Au point où les événemens sont arrivés, il ne reste plus l’ombre d’un doute sur la conduite que jusqu’à épuisement de leurs forces tiendront les deux partis en présence. Ni l’un ni l’autre n’effaceront de leurs drapeaux les fières devises qui y ont été inscrites dès l’origine : du côté du nord, l’établissement de l’Union ; du côté du sud, démembrement de l’Union. Dans les premières années de la rupture, l’esclavage pouvait être un cas réservé ; il ne l’est plus aujourd’hui. Des engagemens formels ont été pris ; la cause du nord est liée à l’abolition de l’esclavage, comme celle du sud au maintien de l’institution servile. Il n’y a d’équivoque ni dans les intentions, ni dans les volontés, ni dans les actes.

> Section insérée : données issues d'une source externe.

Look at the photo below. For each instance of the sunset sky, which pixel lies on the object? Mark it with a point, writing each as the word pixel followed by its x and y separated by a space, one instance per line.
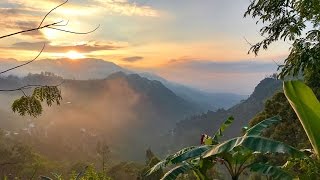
pixel 188 41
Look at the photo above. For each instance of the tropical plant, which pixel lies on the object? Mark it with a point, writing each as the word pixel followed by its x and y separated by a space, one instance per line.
pixel 236 154
pixel 307 107
pixel 295 20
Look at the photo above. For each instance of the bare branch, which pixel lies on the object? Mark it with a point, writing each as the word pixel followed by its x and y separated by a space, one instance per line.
pixel 28 30
pixel 247 41
pixel 29 87
pixel 44 18
pixel 51 26
pixel 73 32
pixel 44 45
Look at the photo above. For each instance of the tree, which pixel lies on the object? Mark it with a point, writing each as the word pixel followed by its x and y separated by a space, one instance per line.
pixel 104 152
pixel 236 154
pixel 31 104
pixel 295 20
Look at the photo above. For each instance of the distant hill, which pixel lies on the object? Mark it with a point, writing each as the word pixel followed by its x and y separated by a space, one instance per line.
pixel 205 100
pixel 188 131
pixel 86 69
pixel 128 111
pixel 83 69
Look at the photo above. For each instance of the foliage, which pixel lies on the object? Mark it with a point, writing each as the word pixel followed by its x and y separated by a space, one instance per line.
pixel 31 105
pixel 151 160
pixel 236 154
pixel 294 20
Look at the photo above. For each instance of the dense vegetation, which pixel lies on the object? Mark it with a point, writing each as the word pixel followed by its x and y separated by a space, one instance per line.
pixel 281 142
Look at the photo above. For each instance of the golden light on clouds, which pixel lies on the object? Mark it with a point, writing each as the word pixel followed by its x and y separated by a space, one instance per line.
pixel 74 55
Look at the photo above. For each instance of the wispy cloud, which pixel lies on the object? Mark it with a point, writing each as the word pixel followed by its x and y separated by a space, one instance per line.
pixel 133 59
pixel 84 47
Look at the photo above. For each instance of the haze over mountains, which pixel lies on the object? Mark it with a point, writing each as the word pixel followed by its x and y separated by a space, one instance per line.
pixel 127 110
pixel 86 69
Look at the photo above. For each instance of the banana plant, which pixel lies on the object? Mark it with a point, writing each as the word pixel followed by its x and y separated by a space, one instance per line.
pixel 307 107
pixel 236 154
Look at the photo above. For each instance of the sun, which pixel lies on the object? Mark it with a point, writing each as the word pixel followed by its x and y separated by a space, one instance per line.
pixel 74 55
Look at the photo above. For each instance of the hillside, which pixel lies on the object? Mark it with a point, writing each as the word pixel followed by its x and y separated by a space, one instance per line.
pixel 126 111
pixel 86 69
pixel 188 131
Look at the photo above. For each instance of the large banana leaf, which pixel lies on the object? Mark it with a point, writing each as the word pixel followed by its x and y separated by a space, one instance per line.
pixel 222 128
pixel 307 107
pixel 193 153
pixel 256 144
pixel 175 172
pixel 273 171
pixel 258 128
pixel 179 157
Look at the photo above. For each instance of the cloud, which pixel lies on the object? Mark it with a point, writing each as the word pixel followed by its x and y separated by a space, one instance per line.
pixel 123 7
pixel 133 59
pixel 243 66
pixel 84 47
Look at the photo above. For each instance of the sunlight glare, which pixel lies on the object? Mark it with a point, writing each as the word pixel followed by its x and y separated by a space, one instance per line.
pixel 74 55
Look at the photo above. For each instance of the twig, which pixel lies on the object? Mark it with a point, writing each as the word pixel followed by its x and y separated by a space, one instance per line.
pixel 73 32
pixel 44 45
pixel 29 87
pixel 44 18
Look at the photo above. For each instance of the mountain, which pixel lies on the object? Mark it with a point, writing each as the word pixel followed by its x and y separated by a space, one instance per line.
pixel 188 132
pixel 205 100
pixel 85 69
pixel 126 111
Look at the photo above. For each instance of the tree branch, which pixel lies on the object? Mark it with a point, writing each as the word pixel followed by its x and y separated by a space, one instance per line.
pixel 29 87
pixel 50 25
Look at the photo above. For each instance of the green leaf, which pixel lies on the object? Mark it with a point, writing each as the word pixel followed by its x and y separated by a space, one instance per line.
pixel 258 128
pixel 307 107
pixel 179 157
pixel 191 154
pixel 256 144
pixel 222 128
pixel 27 105
pixel 272 171
pixel 175 172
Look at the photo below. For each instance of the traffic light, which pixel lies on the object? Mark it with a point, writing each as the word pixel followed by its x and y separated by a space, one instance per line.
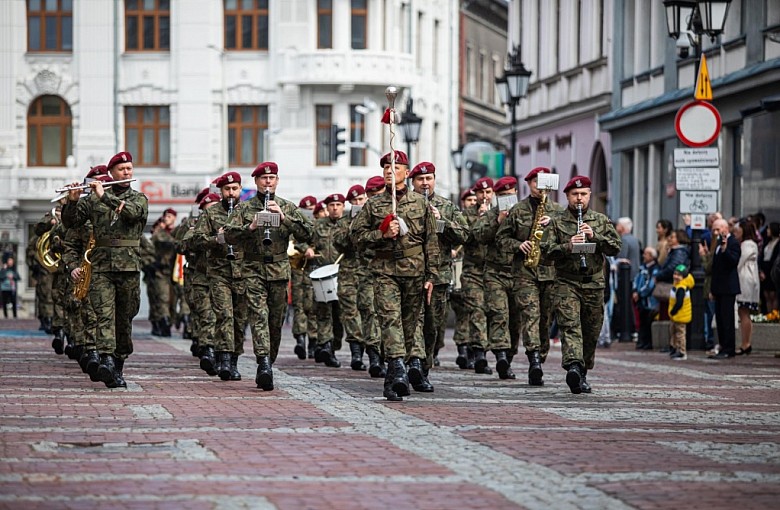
pixel 336 143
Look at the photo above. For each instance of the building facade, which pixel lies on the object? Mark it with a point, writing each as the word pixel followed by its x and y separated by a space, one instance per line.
pixel 192 88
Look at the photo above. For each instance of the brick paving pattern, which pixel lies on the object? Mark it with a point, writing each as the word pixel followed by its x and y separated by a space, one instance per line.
pixel 654 434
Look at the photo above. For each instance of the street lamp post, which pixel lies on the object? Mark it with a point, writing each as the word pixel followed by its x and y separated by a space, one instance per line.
pixel 512 87
pixel 410 125
pixel 693 19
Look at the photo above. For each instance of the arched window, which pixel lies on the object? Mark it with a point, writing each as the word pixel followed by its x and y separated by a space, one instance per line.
pixel 48 132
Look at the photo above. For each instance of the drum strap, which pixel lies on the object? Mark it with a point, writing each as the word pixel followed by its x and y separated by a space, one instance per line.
pixel 398 254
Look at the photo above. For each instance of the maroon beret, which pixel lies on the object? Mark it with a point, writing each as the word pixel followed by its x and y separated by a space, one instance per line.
pixel 505 183
pixel 97 170
pixel 577 182
pixel 423 168
pixel 468 193
pixel 536 171
pixel 209 198
pixel 228 178
pixel 483 183
pixel 266 168
pixel 201 194
pixel 376 183
pixel 400 159
pixel 122 157
pixel 335 197
pixel 307 201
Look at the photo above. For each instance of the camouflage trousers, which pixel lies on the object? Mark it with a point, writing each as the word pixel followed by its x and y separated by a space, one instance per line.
pixel 461 334
pixel 580 314
pixel 229 305
pixel 266 308
pixel 202 318
pixel 304 321
pixel 434 317
pixel 503 316
pixel 535 303
pixel 398 301
pixel 43 296
pixel 115 298
pixel 472 284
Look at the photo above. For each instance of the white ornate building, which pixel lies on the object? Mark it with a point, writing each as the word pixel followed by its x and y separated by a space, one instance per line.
pixel 194 87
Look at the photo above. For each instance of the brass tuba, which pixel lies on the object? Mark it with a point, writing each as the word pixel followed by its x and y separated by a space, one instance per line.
pixel 81 287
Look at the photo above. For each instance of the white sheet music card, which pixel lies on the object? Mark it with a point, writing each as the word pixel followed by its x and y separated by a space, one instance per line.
pixel 583 248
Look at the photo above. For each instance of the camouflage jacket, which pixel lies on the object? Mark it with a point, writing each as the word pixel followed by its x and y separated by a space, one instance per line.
pixel 203 241
pixel 118 220
pixel 473 251
pixel 416 253
pixel 270 262
pixel 516 229
pixel 456 232
pixel 567 265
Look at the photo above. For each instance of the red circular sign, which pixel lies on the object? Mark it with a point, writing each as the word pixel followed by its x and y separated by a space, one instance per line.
pixel 697 124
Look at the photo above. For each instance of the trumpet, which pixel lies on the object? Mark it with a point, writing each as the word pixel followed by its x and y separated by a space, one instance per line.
pixel 66 189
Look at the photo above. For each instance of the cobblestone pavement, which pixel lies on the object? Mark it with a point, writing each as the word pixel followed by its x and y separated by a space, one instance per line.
pixel 654 434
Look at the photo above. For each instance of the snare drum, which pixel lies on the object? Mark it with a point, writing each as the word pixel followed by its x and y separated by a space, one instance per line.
pixel 324 281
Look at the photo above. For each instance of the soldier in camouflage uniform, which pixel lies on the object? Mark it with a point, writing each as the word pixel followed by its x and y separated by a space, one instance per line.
pixel 304 316
pixel 405 265
pixel 452 231
pixel 533 284
pixel 329 328
pixel 225 273
pixel 578 292
pixel 266 264
pixel 118 216
pixel 473 284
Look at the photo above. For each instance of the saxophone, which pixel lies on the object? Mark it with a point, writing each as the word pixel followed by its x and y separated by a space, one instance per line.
pixel 532 259
pixel 81 287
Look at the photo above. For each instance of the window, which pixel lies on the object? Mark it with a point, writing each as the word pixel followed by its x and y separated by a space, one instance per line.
pixel 247 126
pixel 324 115
pixel 49 25
pixel 147 25
pixel 359 28
pixel 246 24
pixel 357 133
pixel 148 135
pixel 324 24
pixel 48 132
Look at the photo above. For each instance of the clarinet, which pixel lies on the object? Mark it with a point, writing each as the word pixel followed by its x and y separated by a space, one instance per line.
pixel 583 262
pixel 231 253
pixel 267 241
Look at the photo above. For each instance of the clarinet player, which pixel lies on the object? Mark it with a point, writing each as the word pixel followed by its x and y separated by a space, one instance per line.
pixel 579 286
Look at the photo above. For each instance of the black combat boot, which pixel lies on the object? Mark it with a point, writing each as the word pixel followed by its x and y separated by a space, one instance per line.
pixel 107 370
pixel 311 347
pixel 503 367
pixel 463 356
pixel 480 362
pixel 356 349
pixel 223 365
pixel 535 372
pixel 584 382
pixel 235 375
pixel 388 392
pixel 119 378
pixel 376 368
pixel 400 381
pixel 93 363
pixel 208 361
pixel 165 327
pixel 265 374
pixel 574 378
pixel 58 342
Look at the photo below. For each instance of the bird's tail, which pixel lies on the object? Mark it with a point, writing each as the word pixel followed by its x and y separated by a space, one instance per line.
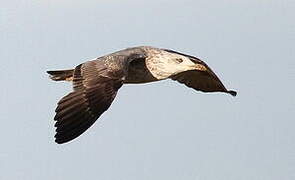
pixel 61 75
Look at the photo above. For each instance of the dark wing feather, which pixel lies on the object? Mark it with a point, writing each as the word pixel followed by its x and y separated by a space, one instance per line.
pixel 94 91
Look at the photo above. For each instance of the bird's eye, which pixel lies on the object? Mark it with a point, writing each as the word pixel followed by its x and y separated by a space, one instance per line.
pixel 179 60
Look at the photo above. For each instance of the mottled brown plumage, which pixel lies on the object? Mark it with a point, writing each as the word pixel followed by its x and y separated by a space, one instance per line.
pixel 96 82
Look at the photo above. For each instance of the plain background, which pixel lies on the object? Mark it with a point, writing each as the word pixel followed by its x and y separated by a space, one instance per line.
pixel 160 130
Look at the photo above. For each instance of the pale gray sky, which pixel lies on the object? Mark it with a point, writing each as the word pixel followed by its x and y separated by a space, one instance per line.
pixel 160 130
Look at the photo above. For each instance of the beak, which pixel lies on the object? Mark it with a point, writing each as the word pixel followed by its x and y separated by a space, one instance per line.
pixel 200 67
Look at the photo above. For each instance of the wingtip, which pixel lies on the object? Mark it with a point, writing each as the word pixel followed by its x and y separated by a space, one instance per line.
pixel 233 93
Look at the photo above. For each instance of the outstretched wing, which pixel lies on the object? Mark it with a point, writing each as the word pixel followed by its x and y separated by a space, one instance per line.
pixel 95 88
pixel 203 79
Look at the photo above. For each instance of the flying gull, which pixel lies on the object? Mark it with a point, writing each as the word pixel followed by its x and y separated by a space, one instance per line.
pixel 96 83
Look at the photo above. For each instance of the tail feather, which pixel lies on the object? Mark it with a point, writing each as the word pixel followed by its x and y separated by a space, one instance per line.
pixel 61 75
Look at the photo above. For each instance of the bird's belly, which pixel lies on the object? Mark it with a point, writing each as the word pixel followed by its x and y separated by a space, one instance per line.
pixel 136 76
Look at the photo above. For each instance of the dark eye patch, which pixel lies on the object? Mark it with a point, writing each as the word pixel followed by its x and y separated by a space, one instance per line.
pixel 179 60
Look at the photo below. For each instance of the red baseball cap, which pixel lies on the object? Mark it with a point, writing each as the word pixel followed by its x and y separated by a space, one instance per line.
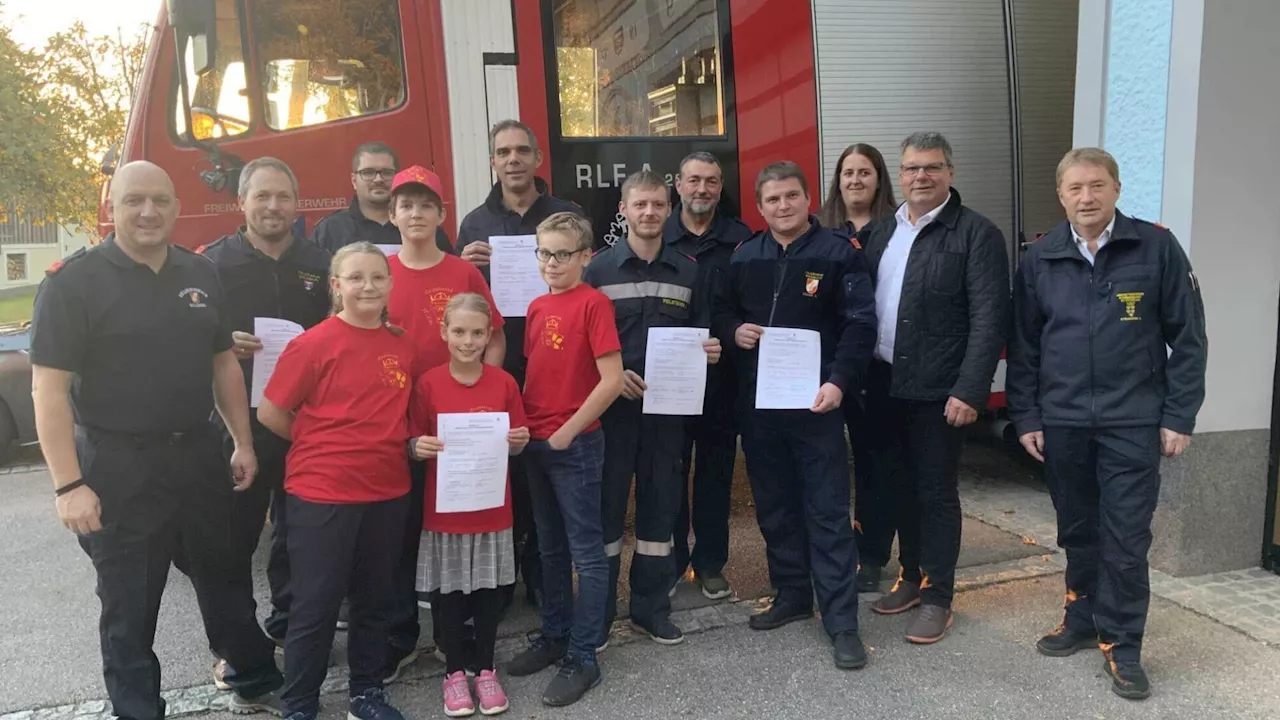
pixel 417 174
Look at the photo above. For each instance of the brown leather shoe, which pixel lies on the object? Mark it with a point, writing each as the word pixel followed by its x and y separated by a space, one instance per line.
pixel 929 624
pixel 904 596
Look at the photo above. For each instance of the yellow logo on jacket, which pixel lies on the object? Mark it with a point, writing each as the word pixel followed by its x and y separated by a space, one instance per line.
pixel 1130 305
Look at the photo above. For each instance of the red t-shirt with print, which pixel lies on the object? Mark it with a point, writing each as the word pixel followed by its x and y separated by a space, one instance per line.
pixel 350 388
pixel 419 299
pixel 565 335
pixel 437 392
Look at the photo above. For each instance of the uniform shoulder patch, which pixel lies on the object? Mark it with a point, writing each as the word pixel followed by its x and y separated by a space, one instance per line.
pixel 56 267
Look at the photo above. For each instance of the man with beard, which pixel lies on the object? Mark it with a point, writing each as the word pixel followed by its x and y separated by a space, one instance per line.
pixel 652 286
pixel 268 273
pixel 515 206
pixel 369 217
pixel 700 229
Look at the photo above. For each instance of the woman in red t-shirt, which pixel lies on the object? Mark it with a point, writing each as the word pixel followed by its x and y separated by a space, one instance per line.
pixel 466 556
pixel 341 392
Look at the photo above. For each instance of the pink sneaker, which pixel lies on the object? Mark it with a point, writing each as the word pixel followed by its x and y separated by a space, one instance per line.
pixel 489 691
pixel 457 696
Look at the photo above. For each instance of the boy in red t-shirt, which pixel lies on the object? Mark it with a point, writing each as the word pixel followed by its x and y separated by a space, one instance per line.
pixel 575 373
pixel 341 393
pixel 425 279
pixel 467 557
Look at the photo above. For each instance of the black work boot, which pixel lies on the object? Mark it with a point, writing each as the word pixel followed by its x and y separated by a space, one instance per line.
pixel 780 614
pixel 1128 679
pixel 1064 641
pixel 542 652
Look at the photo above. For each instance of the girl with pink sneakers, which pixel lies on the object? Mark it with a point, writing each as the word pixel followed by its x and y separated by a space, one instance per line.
pixel 466 557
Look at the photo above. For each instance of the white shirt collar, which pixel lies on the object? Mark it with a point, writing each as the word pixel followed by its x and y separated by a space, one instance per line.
pixel 904 214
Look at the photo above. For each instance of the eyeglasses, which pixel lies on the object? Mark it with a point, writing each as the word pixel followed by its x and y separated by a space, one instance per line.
pixel 376 279
pixel 912 171
pixel 560 255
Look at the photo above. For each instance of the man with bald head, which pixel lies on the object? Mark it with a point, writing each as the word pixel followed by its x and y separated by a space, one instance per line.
pixel 137 469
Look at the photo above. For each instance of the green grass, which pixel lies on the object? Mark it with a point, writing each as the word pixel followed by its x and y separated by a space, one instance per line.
pixel 17 309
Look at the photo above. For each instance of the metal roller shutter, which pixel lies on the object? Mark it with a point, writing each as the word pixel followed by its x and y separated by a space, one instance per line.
pixel 887 69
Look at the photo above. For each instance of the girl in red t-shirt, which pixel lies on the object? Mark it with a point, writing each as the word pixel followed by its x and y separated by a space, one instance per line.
pixel 466 556
pixel 341 392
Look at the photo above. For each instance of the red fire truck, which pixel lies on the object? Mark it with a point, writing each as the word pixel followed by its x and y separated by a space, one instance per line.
pixel 608 86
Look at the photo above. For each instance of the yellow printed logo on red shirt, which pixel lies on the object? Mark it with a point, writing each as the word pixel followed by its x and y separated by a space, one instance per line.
pixel 392 373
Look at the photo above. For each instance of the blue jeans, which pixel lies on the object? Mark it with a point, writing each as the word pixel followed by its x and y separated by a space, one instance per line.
pixel 565 488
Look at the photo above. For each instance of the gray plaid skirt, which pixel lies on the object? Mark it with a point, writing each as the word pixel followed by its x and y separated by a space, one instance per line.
pixel 464 563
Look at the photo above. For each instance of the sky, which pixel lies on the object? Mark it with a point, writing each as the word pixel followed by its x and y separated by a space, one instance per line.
pixel 33 21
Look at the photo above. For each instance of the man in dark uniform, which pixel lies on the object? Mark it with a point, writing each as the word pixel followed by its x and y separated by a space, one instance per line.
pixel 368 217
pixel 700 229
pixel 268 273
pixel 132 351
pixel 515 206
pixel 799 274
pixel 1106 373
pixel 652 286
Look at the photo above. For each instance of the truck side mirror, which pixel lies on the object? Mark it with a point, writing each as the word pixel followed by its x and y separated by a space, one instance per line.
pixel 195 23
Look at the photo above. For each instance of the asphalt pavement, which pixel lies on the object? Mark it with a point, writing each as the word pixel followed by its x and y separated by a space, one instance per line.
pixel 984 668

Entre des situations si tranchées, un accommodement est-il possible ? peut-il aboutir ? Voilà ce qu’il faut se demander lorsqu’on apprend que des négociations sont ouvertes. Quel moyen terme introduire dans des prétentions absolues et qui s’excluent à ce point ? L’imagination la plus inventive y échouerait sans doute. C’est, il est vrai, des deux côtés la même race, parlant la même langue, longtemps liée par les mêmes intérêts, par une tradition commune ; elle se compose d’hommes également braves et éclairés. Que de motifs pour s’entendre, si un abîme ne s’était creusé entre eux ! Tel est l’empire de la passion que ces qualités mêmes n’ont servi qu’à entretenir un plus grand acharnement. Dans ces chocs à outrance, les cœurs se sont aigris, le langage s’est envenimé, le vertige de l’orgueil a obscurci la raison, et en réalité tous les griefs se résument désormais en un seul grief, le désir et l’espoir des revanches, tous les débats en un seul débat, c’est de savoir lequel cédera des deux partis en armes. Un esprit nouveau, dont ce pays industrieux s’était jusque-là préservé, est né de la circonstance, l’esprit militaire.